Mom’s advice for having a successful relationship

I just got a stern phone call from my mom. My previous column about “mom’s advice for hooking up” had her questioning why I didn’t write about what our moms would say about maintaining a good relationship. The reality is that in earlier generations, many marriages were based around that life-long monogamous partner with whom you could celebrate 50 or more years together.

We’ve entered an age where other ways of looking at relationships are acceptable, but there are some very important life lessons that could benefit even the most non-traditional homo. Some of us are OK with relationships that aren’t destined to last the rest of our lives or with having more than one partner at a time, but here are some ways to make any kind of connection as fulfilling, wonderful and non-dramatic as possible.

If you make a mess, clean it up: We all make mistakes or screw something up. Perfection is a great goal, but rarely does anyone actually attain it. When challenging things happen or feelings are hurt, figure out ways to address the situation. Allowing these bad feelings to fester only serves to make them more difficult to deal with when you finally have to, and can leave deep-rooted pain and resentment. Just suck it up — you’re going to have to apologize anyway!

Think before you talk: Lashing out when you’re angry can cause even more hurt feelings. Off-the-cuff comments can come across as mean-spirited or insensitive. You may mean what you are about to say, but if it comes across in damaging ways, your argument isn’t going to end well. Consider how your words might impact your partner. Handle things that might bring up insecurities more gently.

Be kind to others: At the end of the day, hopefully we all have a general respect for people in our lives. There are times in both shorter and long-term relationships where some of the sweetness and thoughtfulness drifts from our focus, especially when we’re getting into routines, or when things get crazy busy. But there’s always time to say “please” and “thank you.”

Honesty is the best policy: I appreciate that some conversations with our loved ones can be difficult, uncomfortable and potentially volatile. Being honest can be a huge challenge for people in relationships, either due to not wanting to hurt the other’s feelings or because that honesty may make us look like an ass. Regardless of the reason, the longer the truth is kept out of the relationship, the more potentially-destructive consequences arise when it’s finally unveiled. Also, be careful about pushing feelings away to deal with them later or hope they’ll just go away. We all know what can happen when we live in a closet or corner.

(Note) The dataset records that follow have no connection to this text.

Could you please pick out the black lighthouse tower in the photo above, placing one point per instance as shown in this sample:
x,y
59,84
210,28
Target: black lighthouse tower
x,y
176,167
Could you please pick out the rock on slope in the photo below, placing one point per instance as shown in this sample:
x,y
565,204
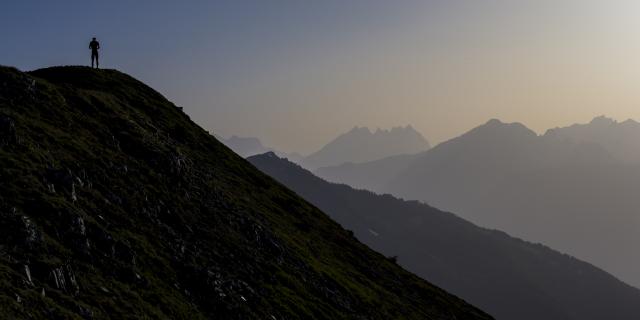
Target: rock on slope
x,y
507,277
113,204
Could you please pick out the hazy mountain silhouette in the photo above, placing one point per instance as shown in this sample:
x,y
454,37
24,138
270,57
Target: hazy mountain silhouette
x,y
507,277
114,204
572,188
247,147
361,145
372,175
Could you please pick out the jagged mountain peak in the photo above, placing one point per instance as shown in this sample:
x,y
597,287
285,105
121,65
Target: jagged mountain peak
x,y
114,204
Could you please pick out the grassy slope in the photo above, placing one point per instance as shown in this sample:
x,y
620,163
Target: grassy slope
x,y
508,277
109,187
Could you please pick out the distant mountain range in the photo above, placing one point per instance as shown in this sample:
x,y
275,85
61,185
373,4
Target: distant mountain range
x,y
246,147
508,277
356,146
362,145
572,188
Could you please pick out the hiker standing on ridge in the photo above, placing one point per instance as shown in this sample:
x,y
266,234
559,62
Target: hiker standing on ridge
x,y
94,45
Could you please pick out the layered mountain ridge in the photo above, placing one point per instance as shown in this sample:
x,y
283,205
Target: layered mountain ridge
x,y
114,204
508,277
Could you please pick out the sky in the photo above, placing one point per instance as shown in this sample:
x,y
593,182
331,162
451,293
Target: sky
x,y
298,73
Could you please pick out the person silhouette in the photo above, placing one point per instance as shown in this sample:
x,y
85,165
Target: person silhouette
x,y
94,45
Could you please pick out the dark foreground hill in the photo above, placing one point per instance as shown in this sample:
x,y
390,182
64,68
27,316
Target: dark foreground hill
x,y
507,277
113,204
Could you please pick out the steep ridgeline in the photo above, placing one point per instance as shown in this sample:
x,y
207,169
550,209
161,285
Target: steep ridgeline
x,y
362,145
507,277
113,204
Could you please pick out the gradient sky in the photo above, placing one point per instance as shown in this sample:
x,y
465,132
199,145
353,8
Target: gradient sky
x,y
297,73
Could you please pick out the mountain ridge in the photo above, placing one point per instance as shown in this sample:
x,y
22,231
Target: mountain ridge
x,y
527,280
360,144
115,204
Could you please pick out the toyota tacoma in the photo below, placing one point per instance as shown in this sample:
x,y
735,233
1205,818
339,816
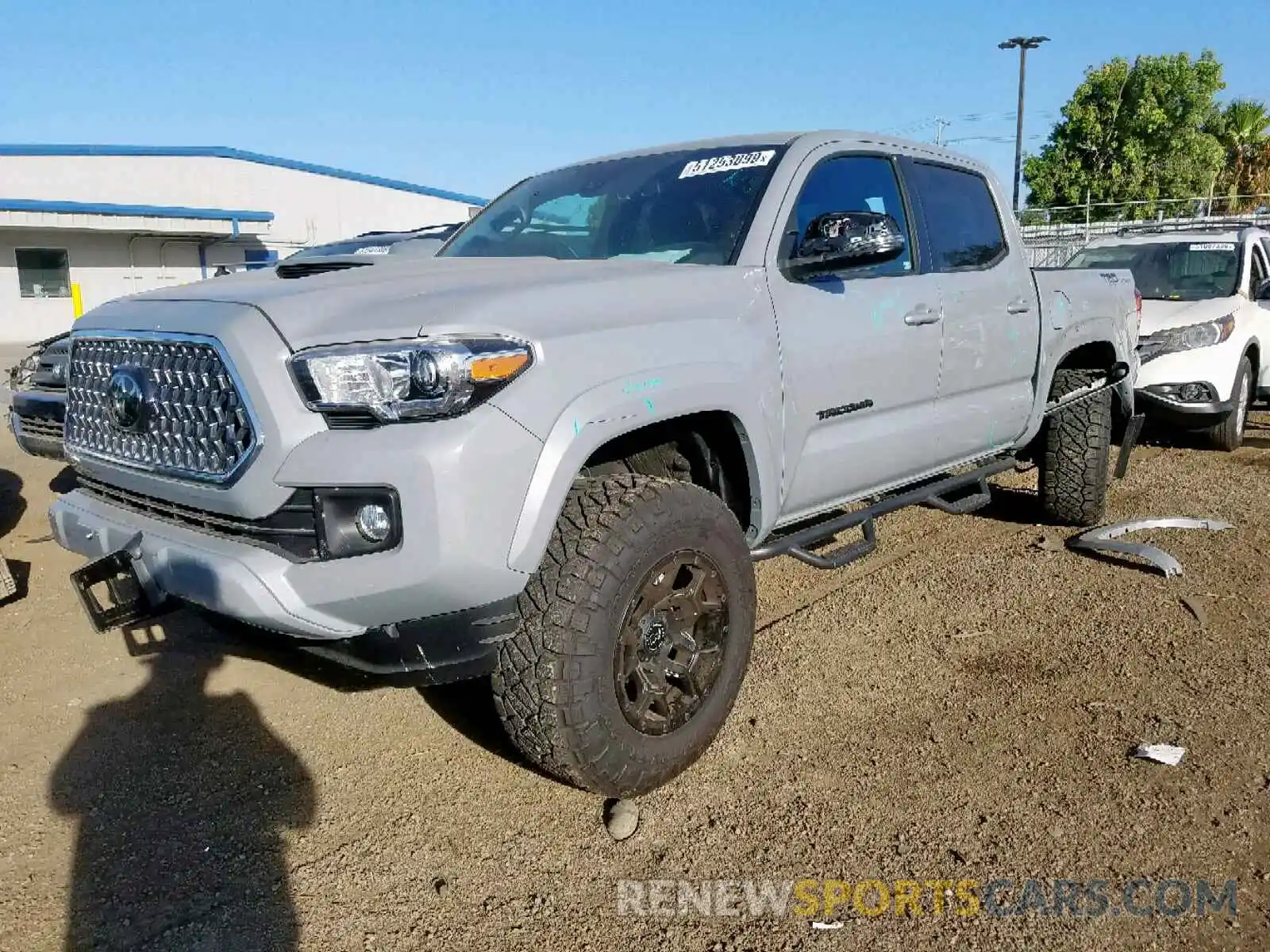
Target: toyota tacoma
x,y
550,455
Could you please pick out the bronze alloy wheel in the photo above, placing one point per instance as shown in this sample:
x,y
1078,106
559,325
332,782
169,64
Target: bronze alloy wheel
x,y
672,643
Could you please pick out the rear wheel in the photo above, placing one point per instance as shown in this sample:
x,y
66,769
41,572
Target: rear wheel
x,y
1229,435
634,635
1076,454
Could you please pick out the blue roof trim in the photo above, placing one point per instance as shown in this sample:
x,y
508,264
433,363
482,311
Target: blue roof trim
x,y
224,152
148,211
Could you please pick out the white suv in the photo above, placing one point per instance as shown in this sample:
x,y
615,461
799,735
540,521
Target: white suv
x,y
1206,319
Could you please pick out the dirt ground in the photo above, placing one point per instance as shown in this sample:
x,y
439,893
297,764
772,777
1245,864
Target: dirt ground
x,y
958,706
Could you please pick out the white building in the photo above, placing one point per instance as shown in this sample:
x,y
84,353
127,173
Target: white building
x,y
107,221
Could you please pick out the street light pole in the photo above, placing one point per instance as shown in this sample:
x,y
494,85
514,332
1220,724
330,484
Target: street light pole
x,y
1022,44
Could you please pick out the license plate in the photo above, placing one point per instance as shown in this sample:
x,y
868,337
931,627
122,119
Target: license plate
x,y
114,577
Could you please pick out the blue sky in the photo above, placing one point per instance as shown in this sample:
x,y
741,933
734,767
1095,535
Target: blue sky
x,y
474,94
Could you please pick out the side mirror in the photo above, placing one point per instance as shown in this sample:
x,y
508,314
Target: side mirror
x,y
840,240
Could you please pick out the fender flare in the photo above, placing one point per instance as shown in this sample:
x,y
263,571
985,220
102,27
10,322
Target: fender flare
x,y
630,403
1072,338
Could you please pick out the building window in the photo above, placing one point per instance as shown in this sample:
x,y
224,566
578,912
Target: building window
x,y
44,272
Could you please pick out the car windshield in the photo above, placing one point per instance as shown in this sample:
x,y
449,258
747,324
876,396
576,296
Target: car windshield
x,y
1172,271
690,207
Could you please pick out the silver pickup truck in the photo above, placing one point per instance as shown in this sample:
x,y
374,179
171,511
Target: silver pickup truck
x,y
552,454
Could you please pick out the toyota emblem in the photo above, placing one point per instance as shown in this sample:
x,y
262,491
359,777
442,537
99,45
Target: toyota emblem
x,y
126,399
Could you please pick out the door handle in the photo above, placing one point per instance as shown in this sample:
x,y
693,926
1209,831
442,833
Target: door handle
x,y
922,314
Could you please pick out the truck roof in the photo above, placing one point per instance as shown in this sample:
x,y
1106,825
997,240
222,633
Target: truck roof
x,y
783,139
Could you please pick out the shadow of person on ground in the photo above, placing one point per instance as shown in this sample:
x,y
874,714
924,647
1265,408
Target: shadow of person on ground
x,y
12,505
181,799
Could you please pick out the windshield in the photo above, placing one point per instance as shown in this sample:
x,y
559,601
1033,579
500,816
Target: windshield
x,y
691,207
1172,271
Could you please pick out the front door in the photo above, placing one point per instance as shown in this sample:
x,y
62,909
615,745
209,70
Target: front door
x,y
860,349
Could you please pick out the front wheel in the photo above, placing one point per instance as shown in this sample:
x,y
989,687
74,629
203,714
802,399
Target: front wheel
x,y
1229,435
634,638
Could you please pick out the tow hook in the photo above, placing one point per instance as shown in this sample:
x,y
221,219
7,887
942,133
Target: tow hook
x,y
1118,372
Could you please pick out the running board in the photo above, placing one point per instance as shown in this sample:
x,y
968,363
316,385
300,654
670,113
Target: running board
x,y
933,493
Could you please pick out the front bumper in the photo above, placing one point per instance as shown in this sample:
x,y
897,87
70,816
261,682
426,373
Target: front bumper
x,y
461,486
36,420
1189,416
1214,367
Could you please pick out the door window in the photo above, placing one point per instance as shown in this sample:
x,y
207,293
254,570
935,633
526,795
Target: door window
x,y
1259,271
962,217
856,183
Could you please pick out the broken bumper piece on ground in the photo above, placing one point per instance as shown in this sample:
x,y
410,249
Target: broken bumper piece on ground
x,y
1103,539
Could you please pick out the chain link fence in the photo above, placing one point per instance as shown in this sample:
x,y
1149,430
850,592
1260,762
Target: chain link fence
x,y
1053,235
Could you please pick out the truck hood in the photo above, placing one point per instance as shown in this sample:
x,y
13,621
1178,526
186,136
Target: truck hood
x,y
413,296
1162,315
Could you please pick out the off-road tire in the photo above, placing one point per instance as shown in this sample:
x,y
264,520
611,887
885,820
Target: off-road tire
x,y
1076,454
554,687
1229,435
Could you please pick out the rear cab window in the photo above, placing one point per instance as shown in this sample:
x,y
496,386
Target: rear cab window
x,y
963,222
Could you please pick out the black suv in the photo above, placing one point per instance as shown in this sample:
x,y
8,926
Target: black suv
x,y
38,404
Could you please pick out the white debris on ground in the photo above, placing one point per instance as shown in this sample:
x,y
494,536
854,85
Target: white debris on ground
x,y
1160,753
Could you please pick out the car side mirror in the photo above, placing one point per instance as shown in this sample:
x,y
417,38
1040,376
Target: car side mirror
x,y
840,240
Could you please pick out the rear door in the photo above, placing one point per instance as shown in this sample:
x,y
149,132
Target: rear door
x,y
860,348
991,314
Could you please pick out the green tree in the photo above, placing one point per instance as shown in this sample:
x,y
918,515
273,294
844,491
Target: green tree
x,y
1133,132
1244,130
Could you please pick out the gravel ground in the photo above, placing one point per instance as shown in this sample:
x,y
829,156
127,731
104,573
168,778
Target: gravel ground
x,y
958,706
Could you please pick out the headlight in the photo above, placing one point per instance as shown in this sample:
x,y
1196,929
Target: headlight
x,y
1189,338
410,380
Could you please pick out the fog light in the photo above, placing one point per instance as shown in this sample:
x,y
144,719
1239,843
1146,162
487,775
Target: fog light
x,y
374,524
1193,393
356,520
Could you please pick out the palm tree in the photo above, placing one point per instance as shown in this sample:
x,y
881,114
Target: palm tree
x,y
1245,131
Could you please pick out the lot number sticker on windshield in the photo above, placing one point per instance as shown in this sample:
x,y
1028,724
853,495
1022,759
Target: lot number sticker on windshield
x,y
727,163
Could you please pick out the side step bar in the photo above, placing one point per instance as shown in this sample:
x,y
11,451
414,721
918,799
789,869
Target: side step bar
x,y
933,493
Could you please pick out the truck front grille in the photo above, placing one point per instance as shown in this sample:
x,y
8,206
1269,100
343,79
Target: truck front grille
x,y
40,427
167,405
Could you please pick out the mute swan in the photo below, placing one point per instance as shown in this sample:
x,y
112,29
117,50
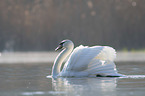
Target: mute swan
x,y
84,61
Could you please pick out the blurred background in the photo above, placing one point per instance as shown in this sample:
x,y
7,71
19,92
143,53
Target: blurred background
x,y
39,25
30,30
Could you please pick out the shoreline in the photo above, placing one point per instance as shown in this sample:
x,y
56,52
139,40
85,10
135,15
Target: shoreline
x,y
49,57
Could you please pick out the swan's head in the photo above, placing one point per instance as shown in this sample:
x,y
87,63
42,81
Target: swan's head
x,y
65,44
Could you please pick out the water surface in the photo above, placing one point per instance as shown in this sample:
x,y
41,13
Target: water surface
x,y
30,80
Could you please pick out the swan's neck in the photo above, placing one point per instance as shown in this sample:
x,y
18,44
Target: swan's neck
x,y
59,60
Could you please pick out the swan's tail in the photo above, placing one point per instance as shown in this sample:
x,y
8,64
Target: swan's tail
x,y
103,64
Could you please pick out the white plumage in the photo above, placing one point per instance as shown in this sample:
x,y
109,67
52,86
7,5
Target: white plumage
x,y
87,61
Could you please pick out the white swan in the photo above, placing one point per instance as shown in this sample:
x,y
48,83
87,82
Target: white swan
x,y
84,61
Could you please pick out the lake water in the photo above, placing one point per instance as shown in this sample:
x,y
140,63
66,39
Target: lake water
x,y
30,80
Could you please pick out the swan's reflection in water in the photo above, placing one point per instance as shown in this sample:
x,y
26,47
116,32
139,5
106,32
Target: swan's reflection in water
x,y
85,86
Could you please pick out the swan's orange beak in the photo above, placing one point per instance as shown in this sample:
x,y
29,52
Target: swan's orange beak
x,y
59,47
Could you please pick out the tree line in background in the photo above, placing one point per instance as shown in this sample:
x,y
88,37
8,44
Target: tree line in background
x,y
39,25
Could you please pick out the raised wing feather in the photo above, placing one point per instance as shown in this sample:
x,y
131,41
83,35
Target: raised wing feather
x,y
82,57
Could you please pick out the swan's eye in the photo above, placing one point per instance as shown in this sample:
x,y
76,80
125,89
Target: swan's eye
x,y
61,43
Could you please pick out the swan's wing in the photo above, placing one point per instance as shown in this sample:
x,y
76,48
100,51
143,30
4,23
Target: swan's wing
x,y
92,60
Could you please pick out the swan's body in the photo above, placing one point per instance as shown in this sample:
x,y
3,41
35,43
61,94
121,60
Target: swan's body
x,y
84,61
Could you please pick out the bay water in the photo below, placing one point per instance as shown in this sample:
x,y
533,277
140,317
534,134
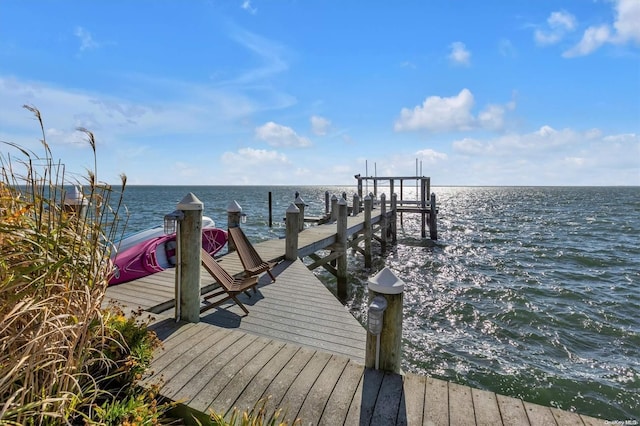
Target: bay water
x,y
531,292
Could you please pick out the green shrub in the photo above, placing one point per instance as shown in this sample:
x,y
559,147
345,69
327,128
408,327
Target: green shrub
x,y
62,357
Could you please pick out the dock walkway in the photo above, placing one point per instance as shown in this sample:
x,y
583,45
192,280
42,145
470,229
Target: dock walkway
x,y
301,349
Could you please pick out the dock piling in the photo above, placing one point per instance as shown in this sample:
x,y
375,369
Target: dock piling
x,y
356,205
341,240
234,216
190,242
386,351
433,218
368,230
384,222
327,203
299,202
334,208
291,244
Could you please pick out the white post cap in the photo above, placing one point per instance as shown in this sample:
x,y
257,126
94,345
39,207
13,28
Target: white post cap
x,y
386,282
234,207
74,197
190,202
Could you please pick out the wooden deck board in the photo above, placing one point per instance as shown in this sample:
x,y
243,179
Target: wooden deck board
x,y
299,389
244,377
303,351
486,408
436,402
414,398
388,400
340,400
460,405
257,389
512,411
319,394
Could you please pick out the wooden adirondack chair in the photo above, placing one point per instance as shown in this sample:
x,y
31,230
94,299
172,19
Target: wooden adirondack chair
x,y
228,284
251,260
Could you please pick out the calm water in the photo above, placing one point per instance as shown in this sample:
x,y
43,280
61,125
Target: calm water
x,y
529,292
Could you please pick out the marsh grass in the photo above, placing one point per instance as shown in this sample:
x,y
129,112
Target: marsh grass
x,y
63,358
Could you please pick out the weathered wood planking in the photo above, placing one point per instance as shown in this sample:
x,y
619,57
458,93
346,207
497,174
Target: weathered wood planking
x,y
156,293
302,351
208,368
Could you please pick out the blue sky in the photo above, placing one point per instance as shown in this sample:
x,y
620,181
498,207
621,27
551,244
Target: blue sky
x,y
491,92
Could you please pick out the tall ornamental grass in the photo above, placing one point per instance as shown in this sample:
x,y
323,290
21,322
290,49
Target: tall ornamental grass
x,y
63,359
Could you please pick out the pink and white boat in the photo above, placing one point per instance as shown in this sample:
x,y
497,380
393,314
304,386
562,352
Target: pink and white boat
x,y
158,253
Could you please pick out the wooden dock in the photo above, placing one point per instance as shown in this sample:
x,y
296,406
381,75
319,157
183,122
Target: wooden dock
x,y
302,351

You can do anything you set your mind to: It doesn’t matter if you’re trying to figure out a way to purchase a home, get in shape, finance a European vacation or build up the courage to go out in those new sequenced hot shorts. It is important to remember that there are times when life and particular situations can be more difficult than others, but there aren’t many things that are so difficult or catastrophic that we can’t somehow make them work.